Ce n’est certainement pas aussi simple. Reste, que quelque chose d’inaliénable s’atteste dans la voix; qu’entre mutisme et cri, c’est souvent dans la recherche d’une (hauteur) de voix propre (Cavell) que se joue l’être même du sujet, et sa place dans la clameur du monde. 

Enfin, qu’est-ce qu’une voix insupportable ? Pourquoi est-elle, souvent, féminine ?   

Apéro puis repas

15h – 16h30 « À l’école, ça crie et ça rit ! » Sarah Roy

Entre les cris dans la cour de récréation, à la sortie de l’école. Les cris de l’institutrice dans sa classe. Les cris des élèves présentés comme « perturbateurs ».

Et puis il y a les cris que j’appellerais cri sourd, les appels à l’aide ou les appels au jeu. Et pas que des élèves, aussi des professeurs.

À l’école, ça crie ! Et pourtant, l’école est pour les élèves censés être ce que j’appelle une « safe place ».

Il y a là une vraie dualité de l’école.
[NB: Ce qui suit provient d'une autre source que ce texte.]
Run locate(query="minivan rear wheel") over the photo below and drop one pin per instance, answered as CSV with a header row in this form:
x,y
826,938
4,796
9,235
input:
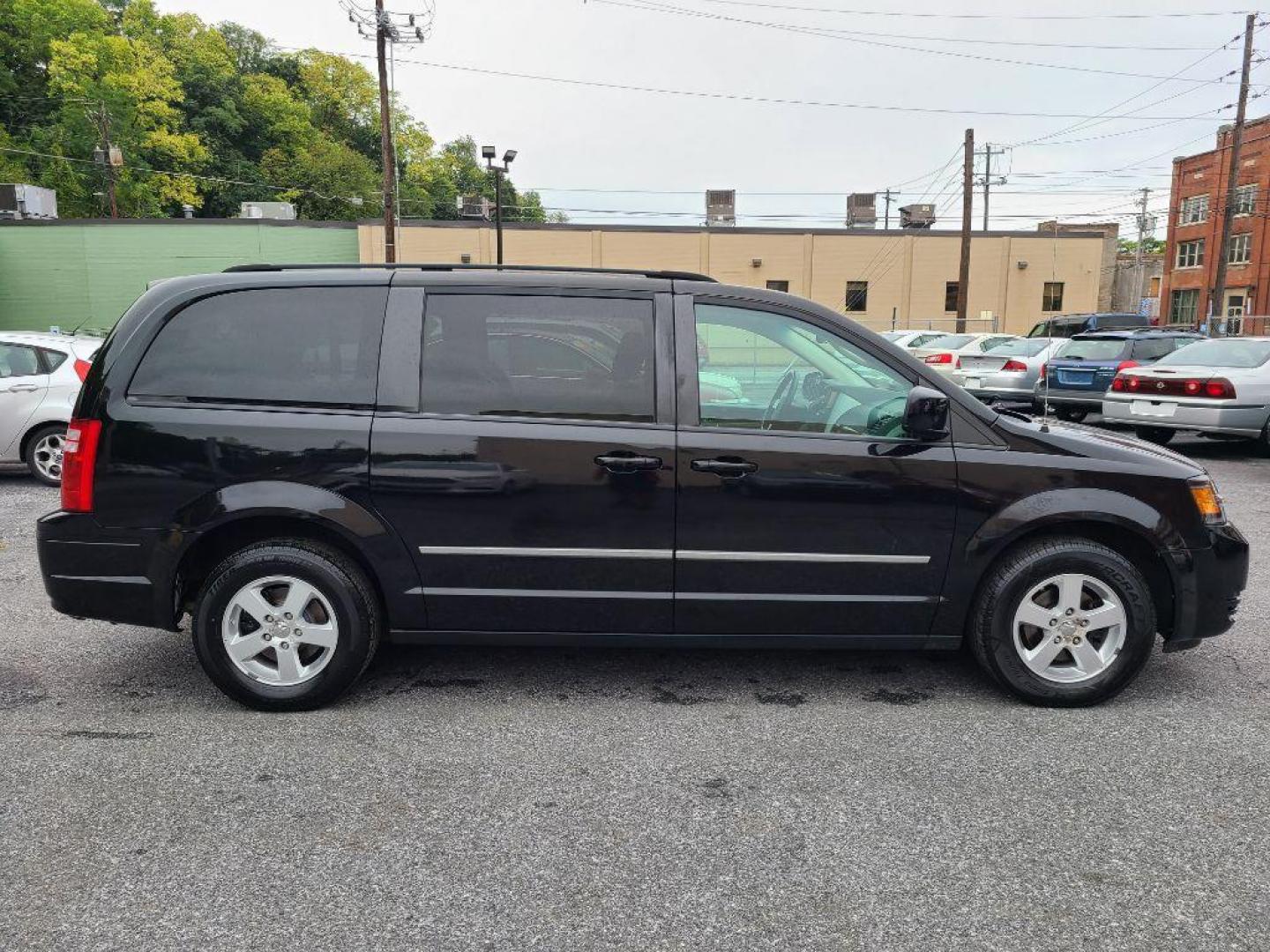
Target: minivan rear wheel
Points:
x,y
286,625
1064,622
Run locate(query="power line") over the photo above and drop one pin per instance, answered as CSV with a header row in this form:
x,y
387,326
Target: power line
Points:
x,y
652,6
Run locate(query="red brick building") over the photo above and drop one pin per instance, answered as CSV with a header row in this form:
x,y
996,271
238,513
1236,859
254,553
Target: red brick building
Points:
x,y
1197,198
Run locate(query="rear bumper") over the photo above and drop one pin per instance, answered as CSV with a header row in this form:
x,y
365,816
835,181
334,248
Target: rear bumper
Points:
x,y
115,576
1237,419
1208,583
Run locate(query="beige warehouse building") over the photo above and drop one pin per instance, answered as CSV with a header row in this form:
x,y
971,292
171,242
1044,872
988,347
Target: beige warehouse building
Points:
x,y
878,277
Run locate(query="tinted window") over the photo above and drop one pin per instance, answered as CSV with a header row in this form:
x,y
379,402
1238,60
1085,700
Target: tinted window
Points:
x,y
18,361
1229,352
1094,349
768,371
539,355
288,346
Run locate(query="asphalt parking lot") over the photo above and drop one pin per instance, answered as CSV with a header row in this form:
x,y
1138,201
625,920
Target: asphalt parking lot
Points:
x,y
497,799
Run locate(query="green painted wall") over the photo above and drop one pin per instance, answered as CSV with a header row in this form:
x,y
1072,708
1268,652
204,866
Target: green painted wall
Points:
x,y
71,273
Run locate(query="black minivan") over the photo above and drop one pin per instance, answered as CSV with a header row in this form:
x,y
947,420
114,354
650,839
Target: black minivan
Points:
x,y
309,460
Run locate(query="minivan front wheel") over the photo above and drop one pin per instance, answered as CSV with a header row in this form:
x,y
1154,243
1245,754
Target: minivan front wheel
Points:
x,y
286,625
1064,622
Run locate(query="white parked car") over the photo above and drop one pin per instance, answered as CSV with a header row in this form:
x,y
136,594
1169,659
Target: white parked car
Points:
x,y
945,352
1217,387
41,376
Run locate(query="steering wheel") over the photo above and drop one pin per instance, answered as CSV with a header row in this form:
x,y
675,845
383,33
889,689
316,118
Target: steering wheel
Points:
x,y
781,398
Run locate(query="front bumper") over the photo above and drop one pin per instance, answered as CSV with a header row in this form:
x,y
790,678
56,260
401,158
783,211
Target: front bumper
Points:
x,y
122,576
1180,414
1206,587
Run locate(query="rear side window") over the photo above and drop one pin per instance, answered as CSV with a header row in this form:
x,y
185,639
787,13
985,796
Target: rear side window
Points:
x,y
586,358
308,346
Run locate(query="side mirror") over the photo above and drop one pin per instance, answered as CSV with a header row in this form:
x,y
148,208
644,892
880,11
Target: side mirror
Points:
x,y
926,414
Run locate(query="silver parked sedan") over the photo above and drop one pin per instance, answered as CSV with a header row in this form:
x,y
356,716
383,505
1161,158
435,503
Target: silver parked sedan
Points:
x,y
1006,372
1217,387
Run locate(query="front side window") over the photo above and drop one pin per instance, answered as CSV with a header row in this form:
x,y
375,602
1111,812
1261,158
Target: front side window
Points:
x,y
1240,250
1052,296
1244,199
18,361
1191,254
775,372
308,346
586,358
857,296
1192,210
1184,306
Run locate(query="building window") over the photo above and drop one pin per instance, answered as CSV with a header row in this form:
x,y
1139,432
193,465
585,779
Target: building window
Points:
x,y
1194,210
1052,297
1244,199
857,294
1240,250
1191,254
1183,306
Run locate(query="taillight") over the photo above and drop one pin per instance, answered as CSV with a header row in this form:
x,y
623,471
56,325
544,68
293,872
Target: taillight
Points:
x,y
1220,389
79,460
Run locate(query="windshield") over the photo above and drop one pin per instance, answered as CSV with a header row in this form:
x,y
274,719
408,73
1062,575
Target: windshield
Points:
x,y
1229,352
1027,346
1093,349
949,342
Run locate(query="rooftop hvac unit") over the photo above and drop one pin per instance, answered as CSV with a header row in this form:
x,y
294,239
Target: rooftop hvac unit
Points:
x,y
22,202
474,207
862,210
915,216
267,210
721,207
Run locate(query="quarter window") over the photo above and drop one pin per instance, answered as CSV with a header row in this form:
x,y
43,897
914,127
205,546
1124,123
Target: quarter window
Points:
x,y
759,369
1240,250
585,358
309,346
857,296
1052,296
1191,254
1192,210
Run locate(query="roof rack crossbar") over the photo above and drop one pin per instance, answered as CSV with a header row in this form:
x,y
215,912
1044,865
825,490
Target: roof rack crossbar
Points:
x,y
530,268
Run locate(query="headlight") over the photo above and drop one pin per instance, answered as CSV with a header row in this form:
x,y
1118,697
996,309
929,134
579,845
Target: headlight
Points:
x,y
1206,501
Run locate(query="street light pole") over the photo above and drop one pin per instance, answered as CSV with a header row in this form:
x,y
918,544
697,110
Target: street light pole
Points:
x,y
488,152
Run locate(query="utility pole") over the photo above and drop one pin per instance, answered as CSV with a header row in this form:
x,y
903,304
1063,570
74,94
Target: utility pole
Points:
x,y
384,28
963,285
989,152
1217,303
1142,240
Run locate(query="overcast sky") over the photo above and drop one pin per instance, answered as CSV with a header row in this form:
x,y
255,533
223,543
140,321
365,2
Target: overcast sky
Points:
x,y
644,152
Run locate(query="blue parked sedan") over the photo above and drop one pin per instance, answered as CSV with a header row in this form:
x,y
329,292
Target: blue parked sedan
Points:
x,y
1073,381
Une dualité du cri.

Alors qu’est-ce que le cri à l’école ? Et pourquoi, quelles sont les causes de ces différents cris ?

Comment nous, en tant qu’instituteurs, nous pouvons faire face à cela ? Qu’est-ce qui se cache derrière tous ces cris ?

17h – 18h30 « Pasolini. Le cri, le langage ; la parole, le théâtre » Alain Naze

On sait que Pasolini faisait du cri l’origine même du langage, ce qui lui permettra d’enraciner les langues (non standardisées) dans la réalité corporelle. Partant de là, on aurait pu penser que Pasolini, en venant à la question du théâtre, aurait été intéressé par les formes théâtrales de la « cruauté » (Artaud) et du cri. Or, il va affirmer son orientation vers un théâtre de la parole, notamment à l’écart des expériences du Living Théâtre.

Il s’agira, dans le cadre de cette intervention, de saisir les raisons de ce choix. On ne manquera pas, cependant, de noter que Pasolini ne reste pas insensible au « théâtre du cri ». C’est cette tension qu’on essaiera de comprendre, entre la position politique qu’il adopte, concernant le théâtre, et ce qui serait peut-être sa pente naturelle.

19h Apéro puis repas

Lecture surprise en soirée !

Inscription obligatoire avant le samedi 8 juin

Tarif de la journée (interventions + repas midi, boissons comprises) : 35 € (25 € chômeurs, étudiants). Sans le repas du midi : 15 € par demi-journée.

Possibilité d’hébergement au gîte “Le closet” de Fertans. Repas du soir au gîte : 10 €. Nuitée du samedi : 20€. Week-end complet (avec repas et nuitée du vendredi soir) : 85 €.